My two alpine does i didn't breed, so do i only have to put my herd tattoo in one ear ( and which ear is it again ) ? Or do i need a tattoo in both ears ??? If so, what goes in the other ear ?

I also have an alpine doeling born to one of those does this last spring, again, i didn't breed her, but she was born here - do i tattoo her the same as my other two ? 

I want these ladies all done and reg. before kidding so the kids are easier to register :lol: Thanks !


----------



## LiddleGoteGurl (Nov 29, 2007)

The right ear gets your herd tattoo. The left ear should get the letter that is assigned to the particular year that the goat was born in (this year is X) and a number (usually people start with 1, 2, 3, keep going in the order that the kids are born).

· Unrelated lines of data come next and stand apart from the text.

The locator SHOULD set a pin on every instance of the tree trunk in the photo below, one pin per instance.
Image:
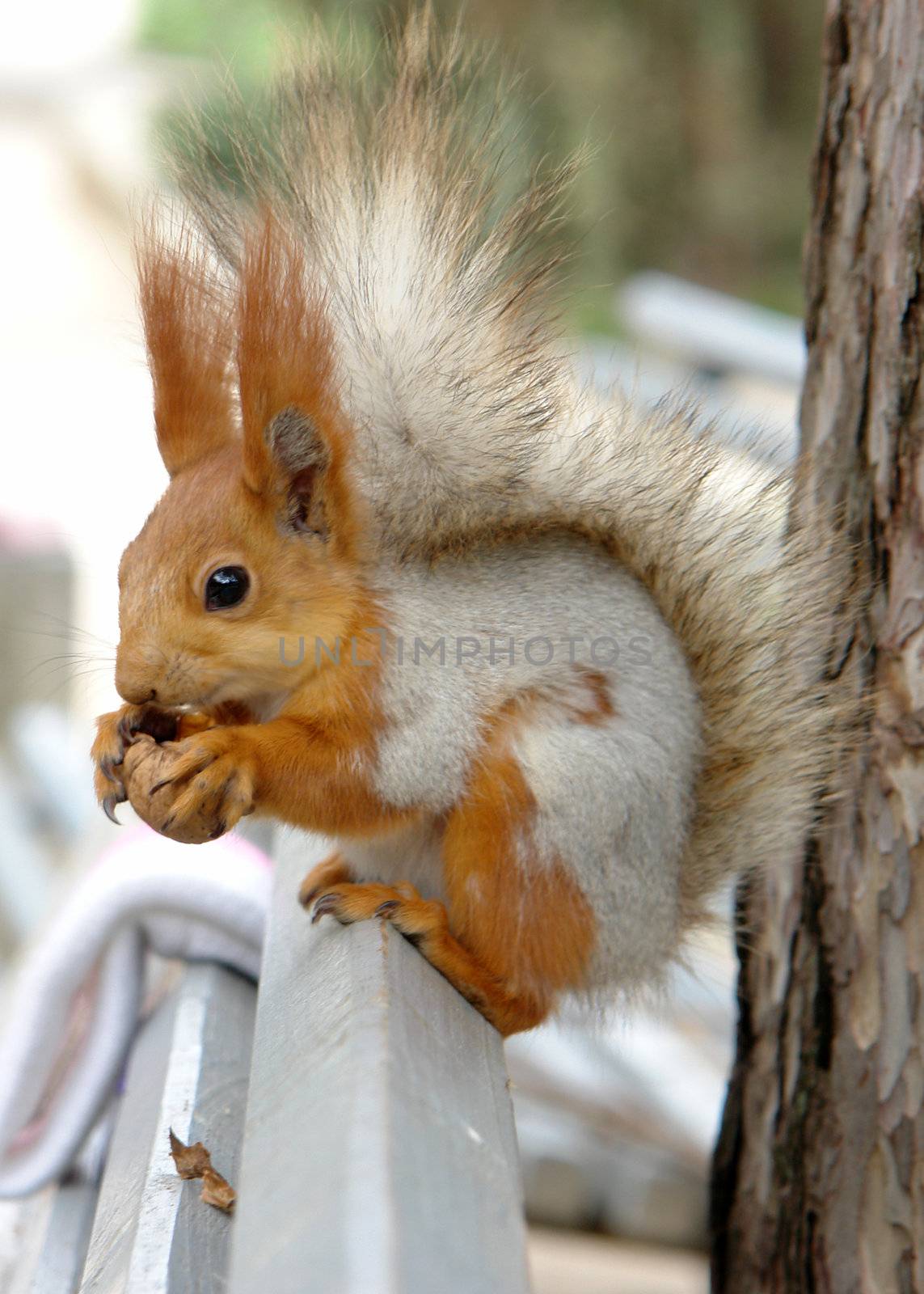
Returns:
(820, 1170)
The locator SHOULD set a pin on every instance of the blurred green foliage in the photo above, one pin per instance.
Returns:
(700, 116)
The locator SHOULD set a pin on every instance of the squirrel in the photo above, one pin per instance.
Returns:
(546, 668)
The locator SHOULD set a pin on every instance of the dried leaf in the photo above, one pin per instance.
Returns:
(191, 1161)
(217, 1190)
(194, 1161)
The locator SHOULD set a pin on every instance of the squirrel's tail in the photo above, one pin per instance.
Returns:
(469, 422)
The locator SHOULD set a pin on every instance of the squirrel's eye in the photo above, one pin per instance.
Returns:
(226, 588)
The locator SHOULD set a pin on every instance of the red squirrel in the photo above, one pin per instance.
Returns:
(544, 666)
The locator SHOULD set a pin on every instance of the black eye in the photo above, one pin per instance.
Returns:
(226, 588)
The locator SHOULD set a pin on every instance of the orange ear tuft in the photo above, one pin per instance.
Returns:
(295, 439)
(285, 364)
(188, 332)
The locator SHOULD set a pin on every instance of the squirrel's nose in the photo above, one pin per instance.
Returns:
(133, 686)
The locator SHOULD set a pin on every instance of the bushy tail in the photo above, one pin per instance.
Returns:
(469, 421)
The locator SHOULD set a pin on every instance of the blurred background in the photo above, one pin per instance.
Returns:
(687, 222)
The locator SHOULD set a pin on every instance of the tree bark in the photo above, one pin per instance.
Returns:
(820, 1170)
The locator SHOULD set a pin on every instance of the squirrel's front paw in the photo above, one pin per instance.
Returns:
(116, 733)
(194, 789)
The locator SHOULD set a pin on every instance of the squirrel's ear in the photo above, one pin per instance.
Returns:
(302, 463)
(188, 332)
(294, 438)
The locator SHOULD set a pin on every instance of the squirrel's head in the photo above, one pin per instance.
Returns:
(258, 541)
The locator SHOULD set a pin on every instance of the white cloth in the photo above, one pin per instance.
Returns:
(77, 1002)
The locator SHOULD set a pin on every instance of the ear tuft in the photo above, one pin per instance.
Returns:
(303, 459)
(285, 369)
(188, 332)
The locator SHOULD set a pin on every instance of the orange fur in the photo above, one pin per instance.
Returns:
(521, 916)
(285, 362)
(188, 332)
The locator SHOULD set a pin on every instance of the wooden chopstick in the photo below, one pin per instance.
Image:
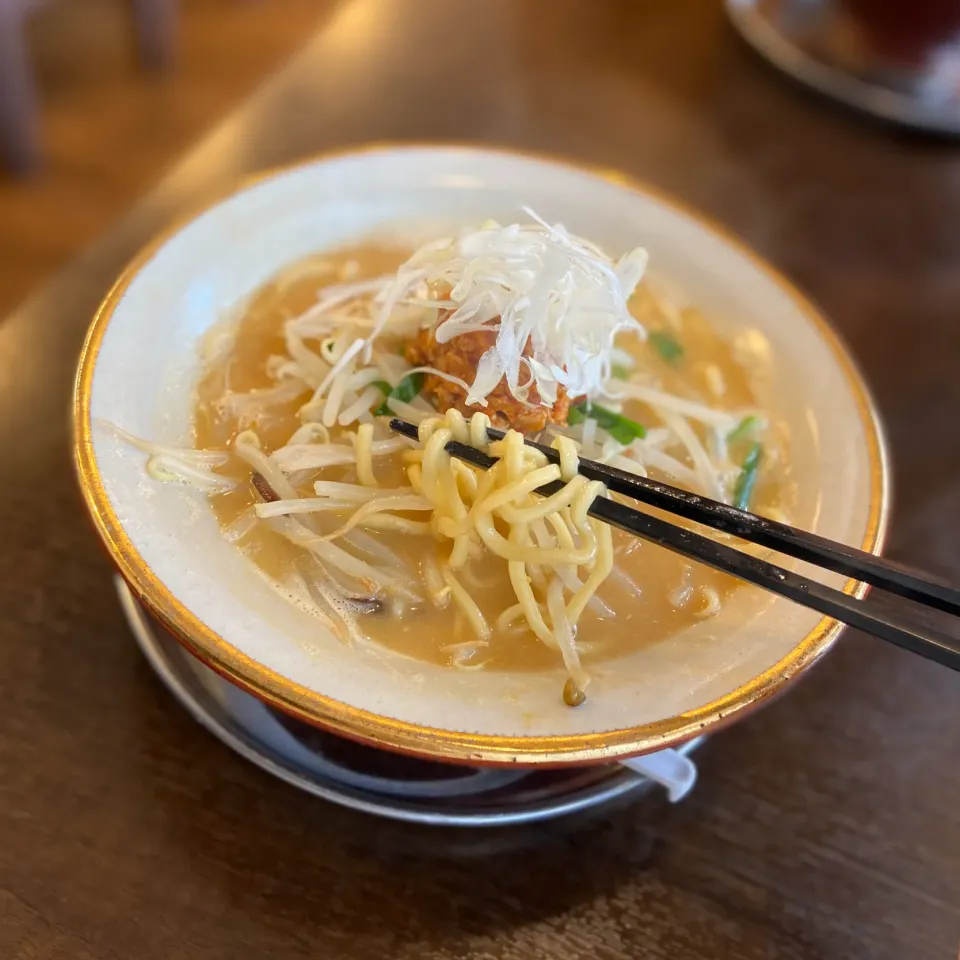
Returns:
(892, 626)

So here is an example, my herd tattoo is HRMY. My Harmony had a doeling this March (Hazel). Hazel received HRMY in her right ear and X01 in her left ear (I like putting the "0"s in there but it is not necessary).

Yes the doeling would be the same as the other two, in the same ears, but it will be a different letter in the left ear and most likely a different number.


----------



## MiddleRiver (Oct 29, 2007)

Ok, so on my does though, i don't know which order they were born, nor which letter was for that year - so what do i do now ? Must they have a tattoo in their left ear ? 

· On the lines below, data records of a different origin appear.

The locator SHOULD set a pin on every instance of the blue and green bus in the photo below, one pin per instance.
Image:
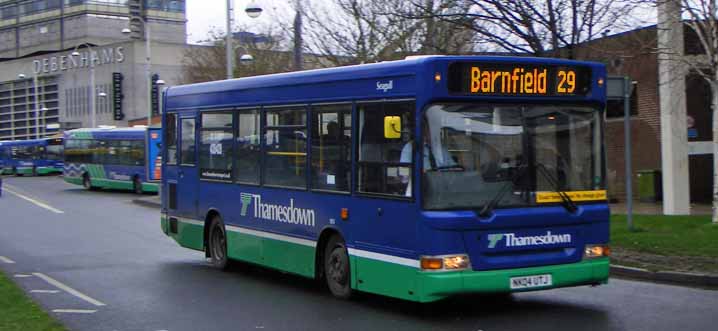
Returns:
(114, 158)
(31, 157)
(416, 179)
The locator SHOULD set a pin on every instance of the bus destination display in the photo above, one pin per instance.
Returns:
(518, 80)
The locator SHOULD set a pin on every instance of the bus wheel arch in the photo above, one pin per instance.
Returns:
(332, 247)
(86, 181)
(216, 247)
(211, 214)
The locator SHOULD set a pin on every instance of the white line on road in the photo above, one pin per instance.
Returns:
(44, 291)
(74, 311)
(6, 260)
(68, 289)
(36, 202)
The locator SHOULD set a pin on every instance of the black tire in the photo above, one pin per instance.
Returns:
(337, 272)
(137, 185)
(217, 244)
(86, 183)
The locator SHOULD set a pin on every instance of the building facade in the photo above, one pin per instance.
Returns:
(634, 54)
(51, 51)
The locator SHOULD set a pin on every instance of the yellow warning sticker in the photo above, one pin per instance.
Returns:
(549, 197)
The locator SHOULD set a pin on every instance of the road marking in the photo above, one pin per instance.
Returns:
(74, 311)
(6, 260)
(36, 202)
(68, 289)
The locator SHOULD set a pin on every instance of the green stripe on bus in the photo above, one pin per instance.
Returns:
(73, 180)
(392, 279)
(112, 184)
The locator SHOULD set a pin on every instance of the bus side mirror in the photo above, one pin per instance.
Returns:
(392, 127)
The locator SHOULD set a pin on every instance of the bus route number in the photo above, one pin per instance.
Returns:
(567, 81)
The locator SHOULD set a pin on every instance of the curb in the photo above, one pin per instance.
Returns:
(669, 277)
(147, 203)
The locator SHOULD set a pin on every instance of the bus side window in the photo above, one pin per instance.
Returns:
(248, 147)
(385, 165)
(170, 138)
(286, 147)
(187, 153)
(216, 151)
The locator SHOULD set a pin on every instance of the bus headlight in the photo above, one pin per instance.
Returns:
(445, 262)
(594, 251)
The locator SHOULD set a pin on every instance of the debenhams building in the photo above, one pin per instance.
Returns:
(57, 46)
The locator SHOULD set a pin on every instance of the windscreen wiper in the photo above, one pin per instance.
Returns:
(566, 200)
(489, 207)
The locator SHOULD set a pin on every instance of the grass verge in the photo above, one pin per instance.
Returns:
(681, 243)
(18, 312)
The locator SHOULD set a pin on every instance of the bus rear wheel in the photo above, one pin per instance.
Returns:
(217, 244)
(86, 183)
(137, 185)
(336, 268)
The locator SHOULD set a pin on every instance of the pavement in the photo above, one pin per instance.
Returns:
(97, 261)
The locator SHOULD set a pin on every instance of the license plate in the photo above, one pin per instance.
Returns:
(530, 281)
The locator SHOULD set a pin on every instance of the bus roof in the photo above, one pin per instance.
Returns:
(107, 133)
(28, 142)
(342, 82)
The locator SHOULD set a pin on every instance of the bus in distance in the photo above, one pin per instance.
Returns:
(114, 158)
(416, 179)
(31, 157)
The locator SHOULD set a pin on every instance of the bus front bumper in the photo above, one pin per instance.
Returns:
(435, 285)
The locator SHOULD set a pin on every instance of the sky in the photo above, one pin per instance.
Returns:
(204, 16)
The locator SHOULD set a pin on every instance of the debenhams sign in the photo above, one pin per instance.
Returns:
(83, 60)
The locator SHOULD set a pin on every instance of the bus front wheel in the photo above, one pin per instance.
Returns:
(336, 268)
(217, 244)
(86, 183)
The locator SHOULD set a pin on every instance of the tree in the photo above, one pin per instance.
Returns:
(207, 62)
(702, 19)
(363, 31)
(539, 27)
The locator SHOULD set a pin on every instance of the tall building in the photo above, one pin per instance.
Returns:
(51, 49)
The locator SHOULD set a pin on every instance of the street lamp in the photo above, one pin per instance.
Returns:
(37, 102)
(148, 74)
(253, 10)
(246, 59)
(93, 103)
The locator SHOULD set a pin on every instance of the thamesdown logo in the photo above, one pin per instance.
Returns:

So my doeling would be MR82 in her right ear, and X1 in her left ear ? Thanks !


----------



## LiddleGoteGurl (Nov 29, 2007)

Well it does not really matter if you put their tattoos in birth order, some people just like to do it that way . ADGA doesn't care, and they have no way of knowing.
Do you know their birthdates? We can find out which letter goes with the year, just let me know what year they were born in. But yes they need to have a tattoo in the left ear, too.

So yes, exactly, if you herd tattoo is MR82... then you have it right.


----------



## MiddleRiver (Oct 29, 2007)

I do have their b-days at home, but i know they were born in 2005 and 2006.

Thanks for all the information !!!


----------